April 27, 2021

Piano Accompaniment to Friendship

 

Early in her piano performance career – and continuing later -- Tomoko served as a keyboard accompanist. She first accompanied her secondary school’s singers, and played the organ for Catholic masses when in college. As a student at the San Francisco Conservatory of Music, she also played for special community concerts. A few years after she started teaching at the Conservatory, the Peninsula Symphony told her about a violinist, Ernestine Riedel at the time, who needed an accompanist, and Tomoko performed with her at the DeYoung Museum. They continued to perform together for 30 years, and considered themselves as a duo rather than a performer-accompanist relationship.  Their repertoire included sonatas and duos by Bach, Handel, Mozart, Beethoven, Brahms, Debussy, Ravel, Prokoviev, Copland, etc. Even in recent recitals, Tomoko has accompanied her musical friends on the piano.

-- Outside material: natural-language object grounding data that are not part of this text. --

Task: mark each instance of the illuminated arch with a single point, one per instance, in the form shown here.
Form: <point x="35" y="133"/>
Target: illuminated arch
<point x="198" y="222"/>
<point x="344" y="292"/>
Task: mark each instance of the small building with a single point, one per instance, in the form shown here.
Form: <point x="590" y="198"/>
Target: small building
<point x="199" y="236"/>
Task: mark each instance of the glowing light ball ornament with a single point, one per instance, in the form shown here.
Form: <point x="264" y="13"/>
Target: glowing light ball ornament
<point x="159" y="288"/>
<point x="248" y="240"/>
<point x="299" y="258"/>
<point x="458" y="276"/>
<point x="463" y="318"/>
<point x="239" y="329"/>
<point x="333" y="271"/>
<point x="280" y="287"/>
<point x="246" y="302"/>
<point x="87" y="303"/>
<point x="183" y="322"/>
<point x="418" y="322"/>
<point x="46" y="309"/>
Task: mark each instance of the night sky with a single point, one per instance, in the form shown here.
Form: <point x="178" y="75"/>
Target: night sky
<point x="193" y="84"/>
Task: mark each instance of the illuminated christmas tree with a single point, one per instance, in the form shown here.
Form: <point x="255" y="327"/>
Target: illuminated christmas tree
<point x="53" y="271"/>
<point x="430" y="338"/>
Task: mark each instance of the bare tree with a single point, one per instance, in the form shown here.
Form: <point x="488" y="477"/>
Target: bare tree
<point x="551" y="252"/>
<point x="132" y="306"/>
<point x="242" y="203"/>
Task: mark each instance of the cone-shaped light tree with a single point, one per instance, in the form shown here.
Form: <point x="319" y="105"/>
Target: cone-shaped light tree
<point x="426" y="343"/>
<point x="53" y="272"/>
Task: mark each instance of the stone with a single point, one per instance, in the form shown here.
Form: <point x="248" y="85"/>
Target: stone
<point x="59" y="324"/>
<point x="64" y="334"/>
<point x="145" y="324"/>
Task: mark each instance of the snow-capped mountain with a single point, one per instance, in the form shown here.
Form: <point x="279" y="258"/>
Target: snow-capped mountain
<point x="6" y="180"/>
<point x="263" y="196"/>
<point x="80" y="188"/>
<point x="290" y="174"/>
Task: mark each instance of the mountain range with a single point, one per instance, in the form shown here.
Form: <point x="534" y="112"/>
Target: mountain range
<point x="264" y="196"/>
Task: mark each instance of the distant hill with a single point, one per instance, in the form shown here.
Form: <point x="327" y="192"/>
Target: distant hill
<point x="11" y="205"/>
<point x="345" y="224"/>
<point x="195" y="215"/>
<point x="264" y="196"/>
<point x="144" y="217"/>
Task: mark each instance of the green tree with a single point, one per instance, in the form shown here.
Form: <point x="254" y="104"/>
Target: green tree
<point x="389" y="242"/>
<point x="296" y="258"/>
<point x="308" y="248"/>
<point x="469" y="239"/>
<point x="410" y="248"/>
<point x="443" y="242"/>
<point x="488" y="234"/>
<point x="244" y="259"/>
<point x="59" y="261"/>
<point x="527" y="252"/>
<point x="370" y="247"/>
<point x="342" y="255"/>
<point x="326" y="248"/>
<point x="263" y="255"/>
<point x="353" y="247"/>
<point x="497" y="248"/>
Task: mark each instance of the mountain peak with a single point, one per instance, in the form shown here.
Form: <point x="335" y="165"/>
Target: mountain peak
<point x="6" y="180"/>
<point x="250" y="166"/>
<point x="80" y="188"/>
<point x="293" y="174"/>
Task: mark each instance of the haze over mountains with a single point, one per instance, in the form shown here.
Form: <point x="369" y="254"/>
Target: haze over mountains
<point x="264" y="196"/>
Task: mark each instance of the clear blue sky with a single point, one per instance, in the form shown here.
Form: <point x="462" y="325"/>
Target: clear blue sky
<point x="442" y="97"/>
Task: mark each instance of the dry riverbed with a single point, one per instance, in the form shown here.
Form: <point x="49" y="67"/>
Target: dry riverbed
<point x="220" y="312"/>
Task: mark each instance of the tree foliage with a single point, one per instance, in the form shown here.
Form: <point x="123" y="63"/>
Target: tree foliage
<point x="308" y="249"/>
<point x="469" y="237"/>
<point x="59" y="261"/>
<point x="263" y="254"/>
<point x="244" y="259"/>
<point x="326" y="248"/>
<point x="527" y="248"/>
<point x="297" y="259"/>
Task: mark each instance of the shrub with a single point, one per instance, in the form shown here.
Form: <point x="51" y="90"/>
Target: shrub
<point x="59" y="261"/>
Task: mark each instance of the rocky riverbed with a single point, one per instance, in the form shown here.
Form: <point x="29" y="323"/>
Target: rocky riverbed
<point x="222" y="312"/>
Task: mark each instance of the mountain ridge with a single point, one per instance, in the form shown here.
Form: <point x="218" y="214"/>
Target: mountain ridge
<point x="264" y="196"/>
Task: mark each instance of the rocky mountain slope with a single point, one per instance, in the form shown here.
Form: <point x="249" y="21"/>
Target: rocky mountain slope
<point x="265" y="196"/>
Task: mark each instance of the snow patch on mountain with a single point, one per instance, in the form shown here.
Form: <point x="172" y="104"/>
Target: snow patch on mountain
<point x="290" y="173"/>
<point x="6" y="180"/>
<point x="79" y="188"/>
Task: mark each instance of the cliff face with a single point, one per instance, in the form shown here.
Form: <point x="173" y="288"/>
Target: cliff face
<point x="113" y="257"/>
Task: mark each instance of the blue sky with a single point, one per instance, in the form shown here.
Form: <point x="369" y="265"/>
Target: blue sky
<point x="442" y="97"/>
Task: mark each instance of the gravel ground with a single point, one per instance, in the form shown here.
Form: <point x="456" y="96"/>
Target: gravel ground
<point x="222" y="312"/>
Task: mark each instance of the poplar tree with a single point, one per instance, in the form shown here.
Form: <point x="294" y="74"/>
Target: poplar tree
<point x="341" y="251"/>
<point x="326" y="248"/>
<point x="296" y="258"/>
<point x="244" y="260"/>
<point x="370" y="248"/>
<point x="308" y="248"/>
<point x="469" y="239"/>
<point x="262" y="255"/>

As part of their training, Tomoko’s students learned how to accompany as well. This kind of performance requires additional skills. First, the accompanist has to learn both her own accompanying score and the other musician’s score thoroughly. The accompanying piece has to become so natural that it is memorized and internalized as memory muscle. This deep knowledge is needed because the accompanist must listen to the other performer very carefully and adjust the piano playing tempo and tone to the spotlighted performer.

Accomplished accompanists may be called upon to perform with little notice ahead of time. If the piece is familiar, then the event is not so stressful, although it is harder if the accompanist does not know the lead performers and style. Sometimes accompanists can listen to recordings of the anticipated piece to jumpstart the interpretation. In any event, accompanists need to keep their sight-reading skills sharp, know how to play harmonic and chord patterns, and be able to modulate from one key to another for singers in particular.

Accompanying can be challenging but also joyful. Tomoko explains how music brings people together. “It gives me friendship.” As an accompanist, Tomoko has made good musical friends, and continues to keep in touch with them.